Industrial growth weakened in August, moderating to 4.0% from an upwardly revised 4.3% in July. Manufacturing growth, which accounts for over three-fourths of the Index of Industrial Production, eased to 3.8% from 6.0%. Consumer non-durable goods contracted by 6.3% in August, while growth in consumer durable goods slowed to 3.5% from 7.3% in July, suggesting that household consumption demand remains fragile.
Domestic air passenger traffic contracted year-on-year for the second consecutive month in August, suggesting continued weakness in urban demand. Domestic airlines carried 12.95 million passengers in August, down from 13.13 million a year ago. Passenger traffic in April-August rose by 1.8% year-on-year to 67.53 million.

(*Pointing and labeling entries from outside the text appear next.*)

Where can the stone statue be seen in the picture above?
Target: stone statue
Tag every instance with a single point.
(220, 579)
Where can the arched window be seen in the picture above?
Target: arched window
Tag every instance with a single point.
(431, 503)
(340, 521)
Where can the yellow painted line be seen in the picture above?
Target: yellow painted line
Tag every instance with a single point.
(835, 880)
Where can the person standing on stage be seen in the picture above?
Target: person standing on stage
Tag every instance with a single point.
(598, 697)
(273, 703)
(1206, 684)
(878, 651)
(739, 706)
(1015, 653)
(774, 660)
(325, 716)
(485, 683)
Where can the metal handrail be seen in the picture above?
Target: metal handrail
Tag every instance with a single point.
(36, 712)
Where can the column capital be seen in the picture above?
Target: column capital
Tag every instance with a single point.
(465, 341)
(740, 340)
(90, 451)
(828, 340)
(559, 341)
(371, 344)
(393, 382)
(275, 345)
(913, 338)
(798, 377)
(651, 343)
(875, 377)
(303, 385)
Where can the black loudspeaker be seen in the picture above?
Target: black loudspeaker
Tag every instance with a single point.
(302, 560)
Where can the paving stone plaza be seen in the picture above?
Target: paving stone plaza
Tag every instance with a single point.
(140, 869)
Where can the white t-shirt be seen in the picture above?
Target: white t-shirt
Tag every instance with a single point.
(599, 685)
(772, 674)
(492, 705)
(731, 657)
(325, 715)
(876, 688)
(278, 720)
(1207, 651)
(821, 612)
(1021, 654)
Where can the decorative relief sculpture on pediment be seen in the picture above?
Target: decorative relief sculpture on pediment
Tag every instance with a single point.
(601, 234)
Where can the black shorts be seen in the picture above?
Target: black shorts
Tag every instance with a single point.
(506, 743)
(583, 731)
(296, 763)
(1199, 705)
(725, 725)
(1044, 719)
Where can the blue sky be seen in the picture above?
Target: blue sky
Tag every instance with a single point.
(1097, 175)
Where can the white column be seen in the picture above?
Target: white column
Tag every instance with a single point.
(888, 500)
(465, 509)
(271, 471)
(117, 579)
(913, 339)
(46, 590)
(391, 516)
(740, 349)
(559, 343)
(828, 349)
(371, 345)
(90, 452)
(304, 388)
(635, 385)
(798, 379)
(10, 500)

Electricity generation from conventional sources rose 0.7% year-on-year to 129.7 billion kWh in September. The increase, despite a 0.1% decline in thermal power generation to 119.1 billion kWh, was driven by a 14.5% rise in hydroelectric generation to 22.2 billion kWh. Growth in conventional power has moderated in recent months due to a sharp increase in renewable generation.
Growth in India’s services exports moderated to a 17-month low of 2.8% year-on-year in August at $31.19 billion. Services imports contracted 5.3% to $15.59 billion, leaving the services trade surplus at a nine-month low of $15.60 billion.

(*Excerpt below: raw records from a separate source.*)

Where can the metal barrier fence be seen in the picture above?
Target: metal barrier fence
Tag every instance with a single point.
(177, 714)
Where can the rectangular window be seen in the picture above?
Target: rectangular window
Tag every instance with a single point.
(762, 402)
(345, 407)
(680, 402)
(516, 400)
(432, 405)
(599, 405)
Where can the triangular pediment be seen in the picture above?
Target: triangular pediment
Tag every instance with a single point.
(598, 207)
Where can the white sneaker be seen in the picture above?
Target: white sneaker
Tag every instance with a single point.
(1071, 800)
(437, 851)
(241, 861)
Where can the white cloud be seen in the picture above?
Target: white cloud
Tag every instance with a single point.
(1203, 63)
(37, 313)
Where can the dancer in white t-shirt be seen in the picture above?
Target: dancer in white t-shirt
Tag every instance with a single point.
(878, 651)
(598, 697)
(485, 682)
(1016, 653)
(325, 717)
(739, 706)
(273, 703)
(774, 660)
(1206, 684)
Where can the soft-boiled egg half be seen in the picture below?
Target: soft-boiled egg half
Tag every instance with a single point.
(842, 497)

India’s foreign exchange reserves stood at $700.2 billion as of September 26, down $2.3 billion from a week earlier and $4.6 billion below the record high of September 2024. Foreign currency assets stood at $581.8 billion, while gold reserves were valued at $95.0 billion. Overall, reserves have risen by $31.9 billion so far in 2025-2026, mainly due to higher gold prices.
India’s external debt rose to $747.2 billion at the end of June, up $11.2 billion from a quarter ago and $65.7 billion a year ago. External debt as a share of GDP moderated to 18.9% from 19.1% the previous quarter. Short-term debt on an original maturity basis accounted for 18.1% of the total external debt, down from 18.3% a quarter ago. On a residual maturity basis, short-term debt accounted for 40.7% of total external debt, down from 41.3% a quarter ago and equivalent to 43.6% of foreign exchange reserves.
Net claims of non-residents on India declined by $16.4 billion during April-June to $312.8 billion at the end of June. The improvement in India’s international investment position was driven by a faster rise in overseas financial assets of Indian residents ($47.8 billion) compared with foreign-owned assets in India ($31.4 billion). The ratio of India’s international assets to international liabilities improved to 79.2% in June from 77.6% a quarter ago and 71.5% two years ago.
Growth in broad money supply (M3) eased to 9.2% year-on-year as of September 19 from 9.5% a fortnight earlier. Currency with the public rose 9.3%, the same as a fortnight ago, but growth in demand deposits with banks slowed to 13.2% from 16.8%. Reserve money growth decelerated to 4.5% year-on-year as of September 26, from 5.6% a week earlier, mainly due to a sharper reduction in bankers’ deposits with the RBI.
Deposits growth print for the fortnight ending September 19 was noted at 9.5% year-on-year, 30 basis points lower than 9.8% recorded in the preceding fortnight. Credit growth, on the other rose 10 bps to 10.4%. The gap between credit and deposit growth widened to 90 bps, highest in around 5 months.